Get beyond the law breaking and there's still the issue that this child's future has completely changed. Who is to say that this child will be happier being brought up in the western world, spoiled with expensive living and excessive goods? How can anyone be sure that this society won't have a worse effect on the boy when he will be exposed to things that he may never have even known existed in his world? What were the chances of him being bullied for being different in Malawi? In Malawi he may not have had to be afflicted with big brother or peer pressure or having paparazzi rummaging through his bins. This child will now live a life of invasion by the press and his identity may never be more than as "Madonna's son".
On the reverse side, David Banda, has been saved from poverty. He's escaped a fate that many hundreds of thousands of children in his home country will suffer from through poverty, malnourishment and disease. But will he grow up with the culture, language and values of his forefathers?
Maybe Madonna is adopting this baby with all of the best intentions. But there has to be a part of it that is selfish. A part of her that is doing it for her own self-fulfilment so she can feel like a do-gooder. When she looks at her trillion figure bank account she can now say, "Well I've adopted an African baby, don't you know?"

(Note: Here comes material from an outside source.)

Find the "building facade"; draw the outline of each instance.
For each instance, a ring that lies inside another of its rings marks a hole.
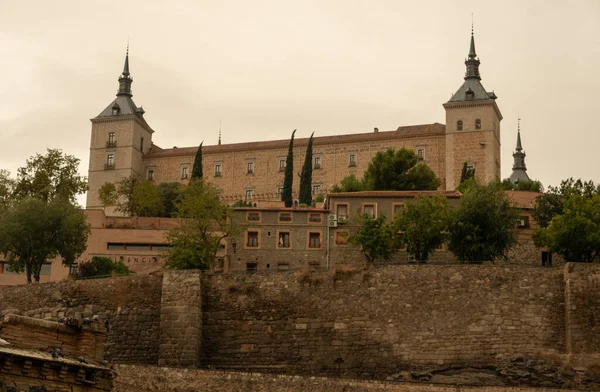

Like Meg Ryan, Tom Cruise and Angelina Jolie, Madonna appears to have fallen into the celebrity adoption shopping race. How many babies, from how many different countries and how much? But at what cost? Will it take the 'Brangelina' tribe to grow into an entire football team before these celebrities stop and think about the harm, rather than the good they may be causing these children?
In my opinion there is something very distasteful with this new trend of celebrity adoption. There is a feeling of a disproportionate power to responsibility ratio that leaves a sour taste in my mouth. As David Banda is carried off in his new mum's private jet, surrounded by body guards and with the world's press after his picture, something just doesn't quite fit.